LinkedIn is already pretty popular and will continue to grow. There will be competition for these postings, so you won’t be looking at a guaranteed win. Still, far from everybody uses LinkedIn as diligently as you’re about to, so don’t be discouraged!
Another site to turn to is Indeed.com. You can sign up for email alerts to see when new animation internships are posted. You can also search by location, which is a real time saver if you need to be somewhere specific.
A quick search reveals results like:
- 2D Animation Intern: Flash Animator for Feldspar Studios
- Animation and Illustration Intern for TrintMe
And these are just a few of the options from pages of results.
Indeed.com also gives you the option to upload your resume to the site, so employers can “find you.”
When you apply through Indeed, you have the opportunity to upload a resume and type a cover letter. Different studios will ask for different submission criteria, so be prepared with a reel and a portfolio, too.
Yes, Google made the 101 guide. 101 guides are supposed to cover the basics, even when the “basics” include the search engine you might have used to find this article…
Anyway, we’re not sure when it was instituted, but Google has a handy way to show results for a simple internship search. Look what happens when you search “animation internships.”
Google now pulls job postings (and in our case, internship postings) from all over the web into one place. For now, this feature is only available in the United States. But it makes it easy to browse quick facts about the internships, and provides a convenient link to the main site, where you can actually apply.
So, using Google certainly isn’t revolutionary, but this new Google Search feature will atleast make your internship search a bit easier. It will show jobs from Facebook, LinkedIn, Careerbuilder, Glassdoor, Monster, and many more.
What to Consider?
There are two strategies at play here, and it’s important that we talk about each one.
Strategy number one: Applying to internships take time. There are hundreds of internship opportunities out there. To maximize your chances of landing an internship, you’re going to want to apply to as many of those puppies as you can.
Streamlining the application process is important. Sending out your application is important.
But here’s strategy number two: Obviously customize your cover letter to every business. But you should also customize your resume.
It won’t matter how many resumes and cover letters you send out if none of them focus on what you can bring to each specific company and what the company wants in a candidate.

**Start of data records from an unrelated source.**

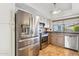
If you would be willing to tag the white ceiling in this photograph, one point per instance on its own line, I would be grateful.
(46, 8)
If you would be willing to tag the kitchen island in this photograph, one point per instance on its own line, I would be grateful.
(65, 39)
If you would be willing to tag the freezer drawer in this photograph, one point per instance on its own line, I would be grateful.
(71, 41)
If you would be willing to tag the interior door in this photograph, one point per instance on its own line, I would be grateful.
(71, 41)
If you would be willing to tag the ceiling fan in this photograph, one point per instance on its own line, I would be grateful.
(55, 10)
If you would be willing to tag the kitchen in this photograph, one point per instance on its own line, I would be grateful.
(43, 29)
(37, 33)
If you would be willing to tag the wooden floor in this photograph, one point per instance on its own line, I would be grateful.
(53, 50)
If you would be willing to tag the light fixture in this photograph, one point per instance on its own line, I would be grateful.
(55, 10)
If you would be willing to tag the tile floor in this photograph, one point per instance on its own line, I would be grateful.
(53, 50)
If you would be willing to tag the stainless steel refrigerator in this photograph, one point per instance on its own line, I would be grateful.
(27, 34)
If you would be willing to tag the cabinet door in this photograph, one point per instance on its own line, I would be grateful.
(60, 40)
(23, 52)
(54, 39)
(36, 49)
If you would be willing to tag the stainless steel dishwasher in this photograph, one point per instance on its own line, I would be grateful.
(71, 41)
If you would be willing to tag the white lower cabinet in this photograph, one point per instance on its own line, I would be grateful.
(5, 39)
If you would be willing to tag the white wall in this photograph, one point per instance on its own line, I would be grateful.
(6, 29)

Be careful in balancing the workload. Take the time to tailor each submission to the company you’re sending it to. You’re bound to see better results if your submission speaks directly to them. It’s easier than you think to spot a generic submission.

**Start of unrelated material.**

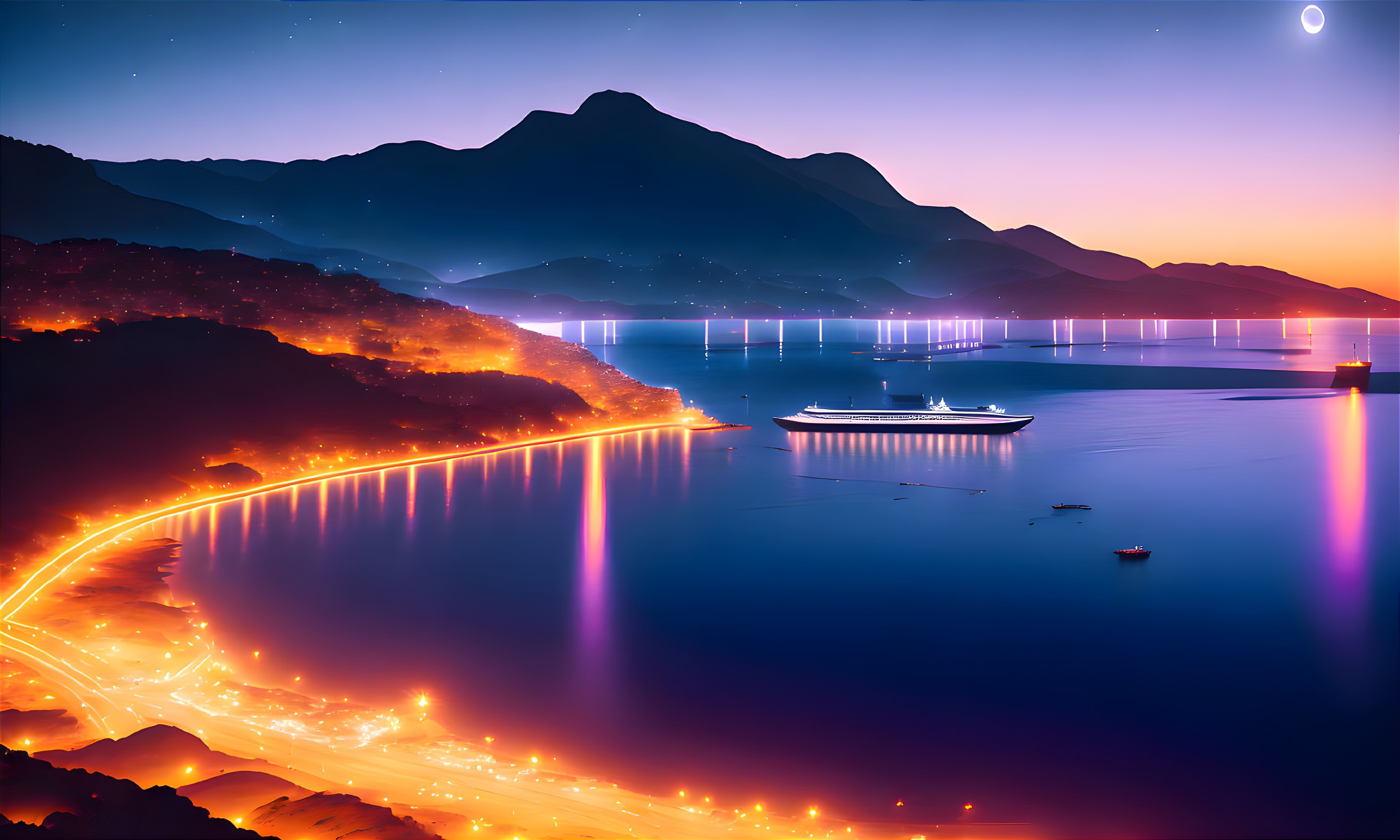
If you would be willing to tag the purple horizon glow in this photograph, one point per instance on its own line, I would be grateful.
(1172, 132)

The people considering your applications will be able to tell if that cover letter is the same one you’ve sent a hundred times to every internship opportunity on the web.

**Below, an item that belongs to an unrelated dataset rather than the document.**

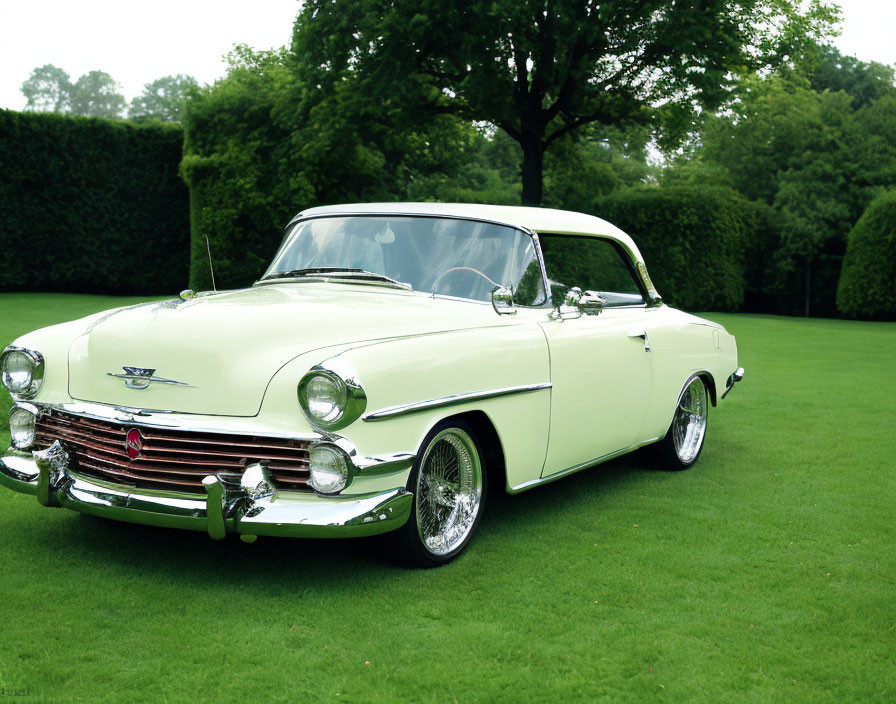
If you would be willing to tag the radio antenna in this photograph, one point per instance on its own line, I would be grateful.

Take the time to tailor your message for each company. Take the time to stand out. You don’t need to start from scratch each time, but build a template you can use that gives you serious space for personalization.
Remember that your unique flavor is one of the best things you can offer this world. Let it show up when you apply. Standing out is hugely important. Competition will be stiff. Don’t get caught up in “playing it safe.” That’s what everyone will do. Take risks. Go for the big fish. Be yourself. And good luck.